Er is gesuggereerd dat de clusters van centriolen of centra in kankercellen kunnen dienen als een "biomarker" bij het gebruik van therapeutische en verbeeldingsmiddelen, zoals super-paramagnetische nanodeeltjes.

Referenties

  1. Borisy, g., Heald, r., Howard, J., Janke, c., Musacchio, een., & Nogales, en. (2016). Microtubuli: 50 jaar na de ontdekking van tubuline. Nature Reviews Molecular Cell Biology, 17 (5), 322-328.
  2. Buchwalter, r. NAAR., Chen, J. V., Zheng, en., & Megraw, T. L. Centra in celdeling, ontwikkeling en ziekte. els.
  3. Gambarotto, D., & Basto, r. (2016). Volgingen van numerieke centra defecten in ontwikkeling en ziekte. In het microtubule -cystoskelet (PP. 117-149). Springer Wenen.
  4. Huston, r. L. (2016). Een overzicht van Centriole -activiteit en onrechtmatige activiteiten tijdens de celdeling. Advances in Bioscience and Biotechnology, 7 (03), 169.
  5. Inaba, k., & Mizuno, K. (2016). Sperma -disfunctie en ciliopathie. Reproductieve geneeskunde en biologie, 15 (2), 77-94.
  6. Kieling, j., Tsiokas, l., & Maskey, D. (2016). Cellulaire mechanismen van controle van de ciliaire lengte.
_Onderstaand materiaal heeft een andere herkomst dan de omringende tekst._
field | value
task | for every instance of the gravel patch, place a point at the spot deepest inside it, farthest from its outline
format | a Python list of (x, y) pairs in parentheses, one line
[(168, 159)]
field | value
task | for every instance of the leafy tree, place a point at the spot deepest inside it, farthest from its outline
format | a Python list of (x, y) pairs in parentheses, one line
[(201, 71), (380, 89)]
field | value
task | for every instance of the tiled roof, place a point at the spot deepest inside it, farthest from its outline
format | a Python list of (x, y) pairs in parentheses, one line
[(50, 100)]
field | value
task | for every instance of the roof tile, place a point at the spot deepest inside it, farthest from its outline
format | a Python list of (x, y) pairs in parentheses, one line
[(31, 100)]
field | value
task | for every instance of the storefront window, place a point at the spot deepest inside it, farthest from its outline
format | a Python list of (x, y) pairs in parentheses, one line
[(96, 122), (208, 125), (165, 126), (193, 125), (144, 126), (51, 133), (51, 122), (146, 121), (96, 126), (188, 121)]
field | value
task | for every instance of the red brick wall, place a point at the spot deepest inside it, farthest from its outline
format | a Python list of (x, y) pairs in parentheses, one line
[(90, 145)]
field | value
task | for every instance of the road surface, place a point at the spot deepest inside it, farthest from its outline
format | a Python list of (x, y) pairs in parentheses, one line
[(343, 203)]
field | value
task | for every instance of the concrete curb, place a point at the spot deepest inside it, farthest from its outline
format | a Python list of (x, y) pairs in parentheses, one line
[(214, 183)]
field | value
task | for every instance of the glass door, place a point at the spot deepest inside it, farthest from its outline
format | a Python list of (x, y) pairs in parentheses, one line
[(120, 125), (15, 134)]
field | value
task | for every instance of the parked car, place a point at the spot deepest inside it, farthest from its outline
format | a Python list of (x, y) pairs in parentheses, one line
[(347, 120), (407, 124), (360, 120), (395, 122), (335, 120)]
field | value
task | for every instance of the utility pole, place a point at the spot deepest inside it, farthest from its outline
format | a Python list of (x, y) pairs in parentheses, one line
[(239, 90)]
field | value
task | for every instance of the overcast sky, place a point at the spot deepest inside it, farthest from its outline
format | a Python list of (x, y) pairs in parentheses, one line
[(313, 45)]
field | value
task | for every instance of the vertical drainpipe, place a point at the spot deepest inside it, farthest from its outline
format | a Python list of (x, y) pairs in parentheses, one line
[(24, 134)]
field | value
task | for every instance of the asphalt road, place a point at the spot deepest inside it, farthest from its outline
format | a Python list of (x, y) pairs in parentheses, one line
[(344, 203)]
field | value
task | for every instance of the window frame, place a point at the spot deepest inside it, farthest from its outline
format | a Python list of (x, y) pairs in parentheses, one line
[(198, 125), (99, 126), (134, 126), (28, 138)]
Cellen, 5 (1), 6.
  7. Lodish, h., Berk, een., Kaiser, c. NAAR., Krieger, m., Bretscher, een., Plaath, h., Amon, een., Martin, K. C. (2016). Moleculaire celbiologie. New York: W. H. Freeman en bedrijf.
  8. Matamoros, een. J., & Baas, p. W. (2016). Microtubuli in gezondheid en degeneratieve ziekte van het zenuwstelsel. Brain Research Bulletin, 126, 217-225.
  9. Pellegrini, L., Wetzel, a., Grannó, s., Heaton, G., & Harvey, K. (2016). Terug naar de tubule: Microtubule Dynamics bij de ziekte van Parkinson. Cellulaire en moleculaire levenswetenschappen, 1-26.
  10. Scheer, u. (2014). Historische wortels van centraonderzoek: ontdekking van Boveri's microscoopdia's in Würzburg. Fil. Trans. R. SOC. B, 369 (1650), 20130469.